Manse on Marsh owner convicted of manslaughter and elder abuse

Christopher Skiff

A San Luis Obispo jury convicted the owner of the Manse on Marsh of manslaughter and elderly dependent abuse on Tuesday over the 2014 death of a dementia patient who walked away from the assisted living facility and was struck by a car. 

In Dec. 2014, Mauricio Edgar Cardenas, 65, was attempting to cross Los Osos Valley Road in Los Osos when he was hit and killed by a 2010 Dodge Challenger. The CHP determined the driver was unable to avoid Cardenas because of the darkness at the location he was crossing. 

The following March, state investigators raided the Manse on Marsh, as first reported by CalCoastNews.
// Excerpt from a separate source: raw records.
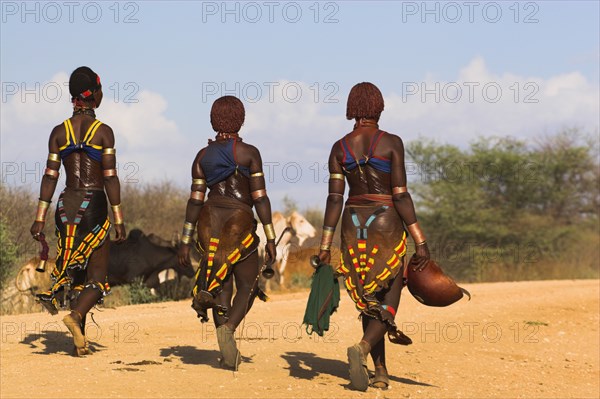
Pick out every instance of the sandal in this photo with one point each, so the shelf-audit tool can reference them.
(231, 355)
(359, 375)
(74, 326)
(380, 379)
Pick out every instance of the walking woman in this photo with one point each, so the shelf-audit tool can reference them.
(227, 239)
(86, 148)
(373, 228)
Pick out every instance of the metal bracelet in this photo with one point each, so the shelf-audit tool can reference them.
(416, 232)
(197, 195)
(51, 172)
(117, 214)
(258, 194)
(269, 231)
(399, 190)
(42, 210)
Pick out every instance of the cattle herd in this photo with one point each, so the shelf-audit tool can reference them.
(152, 260)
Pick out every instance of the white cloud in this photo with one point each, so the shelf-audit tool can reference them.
(480, 102)
(146, 140)
(295, 137)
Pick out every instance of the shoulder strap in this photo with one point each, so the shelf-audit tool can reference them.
(89, 135)
(374, 142)
(69, 134)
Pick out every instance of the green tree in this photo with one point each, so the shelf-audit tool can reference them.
(504, 204)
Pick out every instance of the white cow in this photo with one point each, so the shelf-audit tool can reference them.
(298, 226)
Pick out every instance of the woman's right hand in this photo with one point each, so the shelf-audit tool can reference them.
(423, 251)
(120, 233)
(36, 229)
(325, 257)
(184, 255)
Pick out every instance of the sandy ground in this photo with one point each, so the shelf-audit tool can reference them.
(526, 339)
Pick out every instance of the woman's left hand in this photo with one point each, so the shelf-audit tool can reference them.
(36, 229)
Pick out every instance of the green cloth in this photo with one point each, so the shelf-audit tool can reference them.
(323, 300)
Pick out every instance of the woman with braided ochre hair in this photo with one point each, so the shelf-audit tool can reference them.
(373, 234)
(227, 239)
(86, 148)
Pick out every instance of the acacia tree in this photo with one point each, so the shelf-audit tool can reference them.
(503, 203)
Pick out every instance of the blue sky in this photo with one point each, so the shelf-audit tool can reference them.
(532, 68)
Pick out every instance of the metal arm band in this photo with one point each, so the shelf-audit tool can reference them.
(42, 210)
(258, 194)
(416, 233)
(188, 231)
(109, 172)
(117, 214)
(197, 195)
(327, 238)
(269, 231)
(51, 172)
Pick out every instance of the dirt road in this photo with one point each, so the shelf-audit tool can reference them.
(527, 339)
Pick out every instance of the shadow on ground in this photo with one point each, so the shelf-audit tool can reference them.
(307, 366)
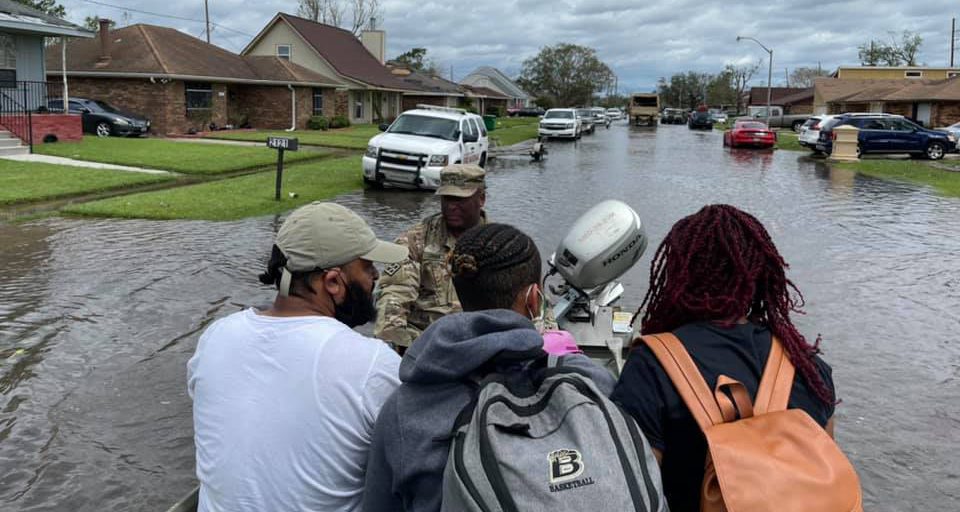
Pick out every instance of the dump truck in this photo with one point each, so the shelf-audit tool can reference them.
(644, 109)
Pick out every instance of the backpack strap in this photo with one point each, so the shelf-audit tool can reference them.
(777, 381)
(686, 377)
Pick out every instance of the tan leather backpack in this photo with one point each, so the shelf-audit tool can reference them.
(769, 458)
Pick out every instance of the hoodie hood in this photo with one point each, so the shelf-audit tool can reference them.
(456, 345)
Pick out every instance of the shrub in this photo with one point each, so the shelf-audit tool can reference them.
(340, 122)
(318, 123)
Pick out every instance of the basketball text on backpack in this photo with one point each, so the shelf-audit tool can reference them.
(557, 445)
(771, 458)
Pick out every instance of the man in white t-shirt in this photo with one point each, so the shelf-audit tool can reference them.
(285, 399)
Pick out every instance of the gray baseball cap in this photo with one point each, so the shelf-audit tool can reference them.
(325, 235)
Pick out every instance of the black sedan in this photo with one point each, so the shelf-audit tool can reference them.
(103, 119)
(700, 121)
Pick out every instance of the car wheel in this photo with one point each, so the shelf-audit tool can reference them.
(935, 151)
(103, 129)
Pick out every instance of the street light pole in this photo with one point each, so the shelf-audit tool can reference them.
(769, 72)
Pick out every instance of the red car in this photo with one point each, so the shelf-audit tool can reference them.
(749, 133)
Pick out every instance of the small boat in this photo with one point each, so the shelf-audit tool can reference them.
(189, 502)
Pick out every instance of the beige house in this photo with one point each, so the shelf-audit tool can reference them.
(371, 93)
(894, 73)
Then in July 2017, the California Attorney General’s Office charged Christopher Skiff, 54, and Gary Potts, 63, with involuntary manslaughter and elderly dependent abuse. Skiff, the owner of the Manse on Marsh, has now been convicted of the charges, while Potts, a former employee of the elderly care facility, is being tried separately.

Prosecutors alleged the Manse on Marsh admitted Cardenas as a resident, even though he had a dementia diagnosis and the facility lacked a waiver to handle such patients. The Manse on Marsh had previously been cited several times for admitting residents for whom it was not licensed to provide care, and former employees have said there were numerous dementia-diagnosed residents at the facility. 

During Skiff’s trial, which began on Nov. 15, prosecutors argued the defendant ordered Manse on Marsh staff to urge a doctor to reevaluate Cardenas, who was eventually admitted to the facility with a recorded primary diagnosis of mild cognitive impairment. The prosecution called to the stand several former employees, who testified Skiff was very engaged in the operations of the facility and sales, and that he told a nurse to urge a doctor to change Cardenas’ dementia diagnosis. 

Former employees testified that Skiff and facility staffers had daily meetings in which they discussed a “hot list” of prospective residents who had medical and other barriers to admission and created action plans on how to get the individuals admitted. Employees testified that they expressed concern to Skiff over Cardenas being on the hot list, but shortly later, he was admitted to the Manse on Marsh anyway.

Skiff testified in his own defense that he only learned of Cardenas’ dementia after the man’s death and that Cardenas’ name was added to the hot list at the request of his family. Skiff’s attorney, Robert Sanger, argued Cardenas had mild cognitive impairment, not dementia, when he was admitted to the Manse on Marsh and that the facility was capable of caring for him with that diagnosis. 

Following three days of deliberation, the jury convicted Skiff, who now faces up to eight years in prison. Skiff is being allowed to remain out of custody until his sentencing, which is scheduled for Jan. 25.